Curriculum for 1H. The U.S.A.: A Nation of Contrasts, 1910-1929
- This option focuses in depth on selected themes and issues relating to the history of the United States of America at the turn of the 20th century. It includes topics of European immigration to the U.S. in pursuit of the American Dream, issues of race and religion as a result of the influx of immigrants threatening the ‘American way’, issues of crime and corruption as a consequence of Prohibition laws and the rise of organised crime, the heyday of the economic boom followed by the Wall Street Crash, how modern Americans entertained themselves, as well as the changing roles, attitudes and rights of women in America post-WW1.
- Candidates will be required to consider the main drivers for entering WWI, how destruction in European countries fuelled the economic boom in America until they were productive again and policies tabled to protect the American market.
- Candidates should understand the changing social landscape of America as a result of an influx of immigrants from a number of European countries, the rise of feminism and suffrage, and the introduction of African-American dance and music into white middle-class America.
- Candidates should develop an awareness of how consumerism, hire-purchase and credit enabled middle-class Americans to buy at an unprecedented rate, the conditions that led to the Wall Street Crash, as well as the consequences of the collapse of the stock market.
- Students should be able to form well-reasoned judgements based on historical facts, while also including issues of the wider historical debate of how and why America was a nation of stark contrasts in the early 20th century.
- They should also address the key issues in each topic area using a range of historical sources.
- The required content in italics shows which key features and characteristics of the period must be studied.
Key Questions and required content
Why did immigration become such a major issue in American society?

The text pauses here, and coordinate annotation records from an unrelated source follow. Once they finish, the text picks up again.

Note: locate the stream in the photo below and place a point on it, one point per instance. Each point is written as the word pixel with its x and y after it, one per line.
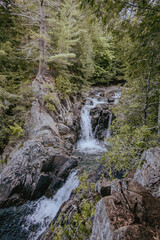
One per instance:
pixel 31 219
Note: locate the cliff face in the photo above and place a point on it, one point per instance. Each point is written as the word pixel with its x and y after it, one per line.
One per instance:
pixel 41 161
pixel 127 210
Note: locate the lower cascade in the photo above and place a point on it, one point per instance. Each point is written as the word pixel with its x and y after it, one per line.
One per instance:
pixel 88 142
pixel 30 220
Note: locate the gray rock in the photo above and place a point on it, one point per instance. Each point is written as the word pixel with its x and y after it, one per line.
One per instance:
pixel 131 212
pixel 149 175
pixel 63 129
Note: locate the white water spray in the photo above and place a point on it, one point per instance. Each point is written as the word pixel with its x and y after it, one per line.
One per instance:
pixel 46 209
pixel 88 143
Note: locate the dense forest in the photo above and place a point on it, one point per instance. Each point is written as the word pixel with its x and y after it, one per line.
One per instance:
pixel 80 44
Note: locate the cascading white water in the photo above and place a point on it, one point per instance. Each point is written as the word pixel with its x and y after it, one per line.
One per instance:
pixel 117 95
pixel 88 143
pixel 47 209
pixel 30 220
pixel 108 129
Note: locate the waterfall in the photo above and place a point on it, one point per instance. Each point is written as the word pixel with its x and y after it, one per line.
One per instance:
pixel 30 220
pixel 109 123
pixel 88 143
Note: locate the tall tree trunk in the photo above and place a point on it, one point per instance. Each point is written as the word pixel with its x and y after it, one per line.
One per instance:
pixel 42 44
pixel 159 115
pixel 146 97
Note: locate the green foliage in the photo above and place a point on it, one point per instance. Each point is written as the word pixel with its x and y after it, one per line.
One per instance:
pixel 78 224
pixel 16 130
pixel 64 85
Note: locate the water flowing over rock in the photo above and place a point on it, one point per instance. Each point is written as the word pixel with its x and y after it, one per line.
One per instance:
pixel 128 210
pixel 29 170
pixel 39 166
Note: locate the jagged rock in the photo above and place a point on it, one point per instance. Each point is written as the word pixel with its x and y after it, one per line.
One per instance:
pixel 54 185
pixel 63 129
pixel 149 175
pixel 66 167
pixel 129 213
pixel 103 187
pixel 41 185
pixel 111 100
pixel 24 173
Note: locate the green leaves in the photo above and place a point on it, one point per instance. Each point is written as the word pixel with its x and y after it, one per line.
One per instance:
pixel 16 130
pixel 78 224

Required content: The Open Door; demands for restriction; government legislation; xenophobia; anarchists – the Red Scare; Palmer Raids; Sacco and Vanzetti case.
Religion and Race
Was America a country of religious and racial intolerance
during this period?
Required content: Religious fundamentalism – the Bible Belt; the Monkey Trial; treatment of Native Americans; segregation, Jim Crow, KKK; black reaction, migration, NAACP, UNIA.
Crime and Corruption
Was the 1920s a decade of organised crime and
Required content: Reasons for, life under and enforcement of Prohibition; organised crime – Al Capone, St Valentine’s Day Massacre; corruption – Harding, ‘Ohio Gang’, Teapot Dome scandal.
What were the causes of the economic boom experienced
in the 1920s?
Required content: America’s economic position in 1910 – assets and natural resources; economic impact of the First World War; hire purchase; electrification; mass production; laissez-faire; individualism and protectionism.
End of Prosperity
What factors led to the end of prosperity in 1929?
Required content: Overproduction; falling consumer demand; boom in land and property values; over speculation; the Wall Street Crash – panic selling, Black Thursday, market crash.
How did popular entertainment develop during this period?
Required content: Advent of silent movies; popularity of the cinema and movie stars; advent of the talkies; popular music; jazz; impact of radio and gramophone; dancing and speakeasy culture.
Role of Women
How did the lifestyle and status of women change during
Required content: Role of women in the pre-war years; impact of the First World War; changing attitudes; influence of Jazz culture; flapper lifestyle and feminism; new fashions; opposition to the flapper lifestyle.